Карл пожал плечами. Он всё больше увлекался марихуаной. Всё чаще курила и Гудрун. Что касается Ара, то он пристрастился к виски. Заходя в бар, сразу заказывал пять порций: просто молча показывал официанту растопыренную пятерню.
…Их жизнь стала невыносимой.
Пришлось сидеть целыми сутками в запертой квартире с занавешенными окнами, в постоянном страхе, часами глядя на экран телевизора, на котором вновь и вновь демонстрировалась всё та же осточертевшая реклама, идиотские мультфильмы, дурацкие детективы и «Последняя информация», в которой содержались сообщения далеко не радостные — полиция наступала. Хотя и террористы не сидели сложа руки.
Терпеть такую жизнь было невмоготу. Вечные переодевания, перекрашивание волос и парики, вечная необходимость следить за своим голосом, походкой, движениями, необходимость постоянно оглядываться, всех и всего остерегаться, ежесекундно ожидать нападения. Когда они выходили на улицу, то ни на мгновение не переставали сжимать в кармане пистолеты. Куда бы ни шли, хоть в кино, выбирали сложнейшие маршруты, чтобы избежать возможной слежки. Покупая продукты, всё время меняли магазины и рынки. Пользовались угнанными на один раз машинами. Старались меньше звонить по телефону, хотя их квартира была полиции неизвестна (иначе их бы давно взяли).

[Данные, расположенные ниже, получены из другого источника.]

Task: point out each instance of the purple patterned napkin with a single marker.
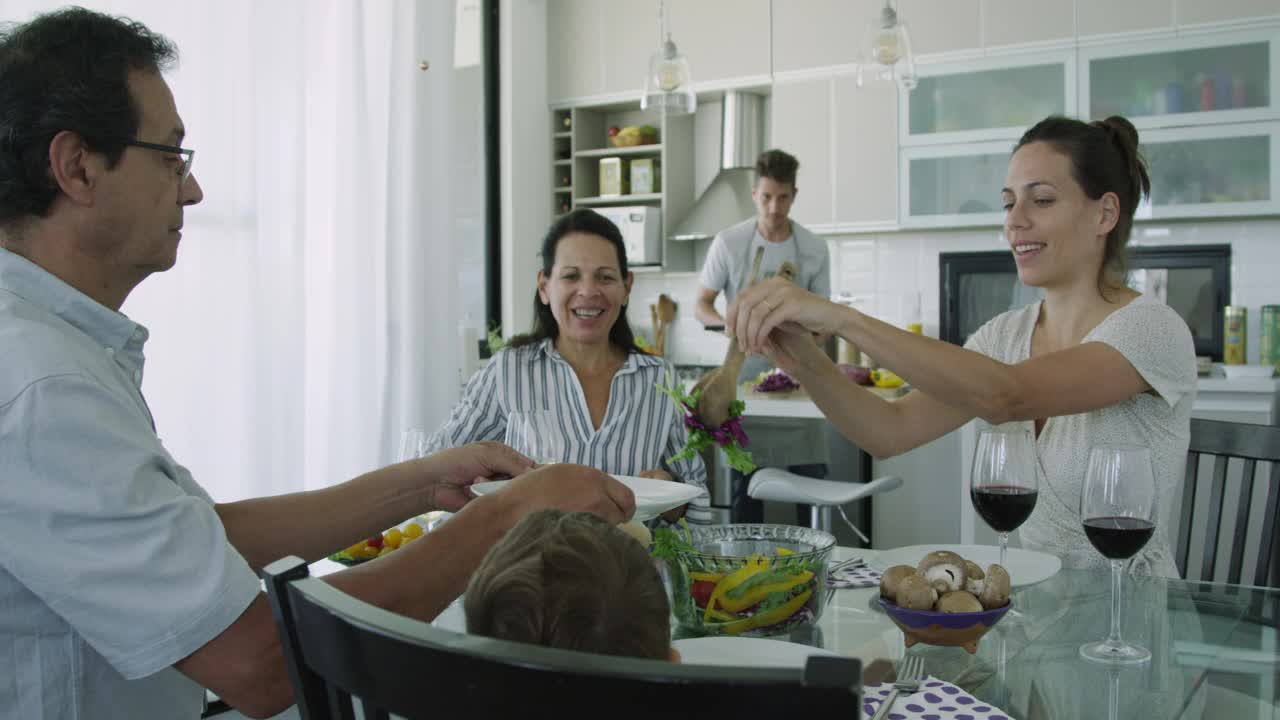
(855, 574)
(936, 700)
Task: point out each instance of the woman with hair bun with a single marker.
(1092, 363)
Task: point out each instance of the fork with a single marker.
(908, 682)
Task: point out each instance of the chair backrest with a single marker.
(1233, 445)
(342, 652)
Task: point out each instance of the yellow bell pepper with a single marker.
(755, 564)
(886, 378)
(769, 616)
(760, 592)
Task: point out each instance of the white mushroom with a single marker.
(995, 592)
(959, 601)
(915, 593)
(892, 578)
(973, 577)
(944, 570)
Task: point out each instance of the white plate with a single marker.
(745, 652)
(1025, 566)
(653, 497)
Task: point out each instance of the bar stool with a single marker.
(821, 496)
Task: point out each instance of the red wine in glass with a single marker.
(1119, 538)
(1004, 482)
(1004, 507)
(1118, 510)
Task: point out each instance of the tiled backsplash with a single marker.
(888, 274)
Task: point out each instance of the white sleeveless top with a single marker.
(1159, 345)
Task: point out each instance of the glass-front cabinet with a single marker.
(1208, 171)
(1198, 80)
(988, 99)
(952, 185)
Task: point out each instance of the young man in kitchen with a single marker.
(787, 247)
(126, 588)
(789, 250)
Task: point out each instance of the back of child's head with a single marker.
(571, 580)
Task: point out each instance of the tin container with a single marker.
(1235, 320)
(1269, 333)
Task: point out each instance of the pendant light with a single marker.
(668, 86)
(887, 49)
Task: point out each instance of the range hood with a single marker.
(727, 200)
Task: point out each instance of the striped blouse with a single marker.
(641, 427)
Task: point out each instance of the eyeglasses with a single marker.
(188, 156)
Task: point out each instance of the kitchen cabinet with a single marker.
(817, 33)
(1201, 80)
(801, 124)
(987, 99)
(723, 39)
(575, 49)
(1016, 22)
(1106, 17)
(865, 155)
(1212, 171)
(952, 185)
(580, 140)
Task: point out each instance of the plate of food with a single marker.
(382, 543)
(653, 496)
(745, 652)
(1024, 566)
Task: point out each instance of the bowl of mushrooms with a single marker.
(945, 600)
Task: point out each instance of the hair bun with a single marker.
(1121, 130)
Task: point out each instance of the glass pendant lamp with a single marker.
(668, 86)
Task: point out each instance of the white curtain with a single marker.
(314, 311)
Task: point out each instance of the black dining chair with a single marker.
(1232, 445)
(342, 652)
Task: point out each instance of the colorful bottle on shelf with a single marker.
(1234, 332)
(1206, 86)
(1269, 333)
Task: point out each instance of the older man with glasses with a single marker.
(124, 588)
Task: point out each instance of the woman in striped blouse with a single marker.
(581, 363)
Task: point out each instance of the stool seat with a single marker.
(781, 486)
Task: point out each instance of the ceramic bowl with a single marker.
(790, 589)
(950, 629)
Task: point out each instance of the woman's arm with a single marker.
(1078, 379)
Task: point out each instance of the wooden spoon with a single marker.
(666, 317)
(720, 386)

Тоска. Всё время была страшная тоска. Потому что, когда нечего делать, начинаешь думать, а в их положении приятные мысли в голову не приходили.
Они всё меньше говорили о теории, всё меньше вспоминали громкие лозунги, которые провозглашала «Армия справедливости». Но инерция оставалась. И когда наступало время очередной акции, они преображались. Становились точными, расчётливыми, хладнокровными. Это были профессионалы. Их работой было убийство. И на работу они выходили в рабочем настроении.
Да, такая работа была опасной, но они с нетерпением ждали, когда настанет час осуществления акции, настолько тягостным было само ожидание.
Поэтому на свидание с Франжье ехали в приподнятом настроении. Будет сверхсекретная конспиративная встреча, на которой, видимо, обсудят важную акцию.
И немало удивились, увидев на широкой эспланаде перед виллой (больше напоминающей средневековый замок) несколько десятков роскошных машин.
Все окна виллы были освещены, слышалась музыка. Швейцары в ливреях стояли у дверей. Несколько полицейских регулировщиков наводили порядок в автомобильном стаде.
Назвав вооружённой охране вымышленные имена (их так часто теперь приходилось менять), они беспрепятственно подъехали к дому и поставили два часа назад угнанный «мерседес» перед самым носом одного из регулировщиков. Тот откозырял вновь прибывшим гостям.
Они поднялись к парадному подъезду и вновь сообщили имена важному мажордому, вышедшему к ним навстречу с глубоким поклоном.
Мажордом не повёл их, однако, по широкой внутренней лестнице на второй этаж, откуда неслись звуки музыки, он свернул к боковой двери. Они шли бесконечными коридорами, поднимались по лестницам, проходили пустые гостиные и наконец очутились в небольшом курительном салоне, обставленном со всей роскошью. Указав на низкий столик, на котором в изобилии выстроились бутылки виски, вина, коньяков самых лучших марок, мажордом вышел, тихо притворив за собой дверь.